Callas qui joue Médée ou Callas qui joue Maria? Médée qui abandonne son pays pour un pays étranger où elle a perdu tous ses pouvoirs magiques. Maria qui abandonne son pays, le pays du lyrique pour celui du fric et du pipeule, où elle a perdu son pouvoir magique: sa voix.
Donc, elle est là, c'est tout. Et qu'elle est belle. Peut on imaginer qu'elle avait quarante cinq ans? Elle était sublime.
A part cela, qui dire du film de Pasolini? Il est d'une beauté stupéfiante. Devant ces images, ces paysages inimaginables -la cité troglodyte d'Anatolie, on ne peut y croire. C'est un monde fantastique, inventé par un créateur d'univers..... Eh bien si, il existe. En même temps, je crois qu'à sa sortie le film n'a eu qu'un accueil mitigé, et certains ont pu y voir un péplum bouffi de prétention, et sans fondement, alors que d'autres criaient au génie, et sans doute aucun des deux n'avaient complètement tort.
Pour décrire les Barbares de Colchidie, Pasolini a fait appel à tous les folklores du monde. Amérindiens ou Mongols, ethnies montagnardes du Sud-est asiatique ou tribus africaines, tous les ornements, les bijoux, les coiffes, tout ce que les Arts premiers ont pu inventer de plus sublime est réuni là.... Des musiques sauvages interprétées par des instruments fous rythment l'action. En montant par ces escaliers grossièrement creusés dans la roche, entre ces trous, ces grottes qui sont des habitations, on arrive au sanctuaire où trône la tête majestueuse de ce bélier énorme à la toison d'or..... dont Médée est la prêtresse.
Le film commence par un sacrifice humain d'une parfaite sauvagerie. Un jeune homme, sans doute un peu débile, est crucifié, étranglé, démembré, tous les villageois viennent tremper leurs mains dans le sang, prennent des morceaux de viscères pour aller en frotter leurs champs, leurs épis, leurs arbres.... Grâce à cette mort, le grain nouveau pourra renaître....
Médée s'enfuit avec Jason.
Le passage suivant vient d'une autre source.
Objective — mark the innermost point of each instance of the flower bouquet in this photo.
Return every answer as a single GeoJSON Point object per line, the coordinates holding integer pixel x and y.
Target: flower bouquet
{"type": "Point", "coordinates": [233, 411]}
Elle tue et démembre son jeune frère Absyrtos, qui l'a aidé à fuir, pour que ses poursuivants s'arrêtent afin de recueillir les restes de l'héritier de Colchidie. Les fuyards sont recueillis par Créon, roi de Corinthe. Jason, las de Médée qui lui a donné deux enfants, souhaite la répudier pour épouser Glaucé, fille de Créon. La magicienne feint de se résigner, offre à sa nouvelle "amie" une robe -une robe magique, celle qu'elle portait au moment de sa fuite avec Jason, qui sur le corps de la malheureuse prend feu.... entraînant Créon dans la mort; Médée parachève son oeuvre en tuant les deux fils que Jason lui a donnés. Peut on imaginer plus abominable personnage? La Callas lui prête pourtant une humanité, une tristesse, une tendresse aussi envers les deux petits garçons qui en font une femme comme tout le monde, une femme écrasée par son don de sorcellerie....
Les costumes ensoleillés des femmes de Corinthe, dans des tonalités blanc et orange, sont aussi magnifiques que ceux des Barbares. Les immenses paysages marins sous un soleil déclinant à l'horizon sont inoubliables. Par contre, je ne suis pas convaincue par Chiron, le centaure qui se présente sous deux formes, le jeune (sur deux pattes??) et le vieux (sur quatre pattes??); Laurent Terzieff dans sa culotte de fourrure prête plus à rire qu'à écouter l'enseignement du vieux sage.
Bref, c'est souvent pas très compréhensible -mais c'est sublime. Le Balzac nous a passé une copie très bien restaurée et complétée, un dimanche à 11 heures..... Mais si vous ne l'avez pas vu, vous pouvez toujours acheter le dvd. Pour Maria, et pour Pasolini.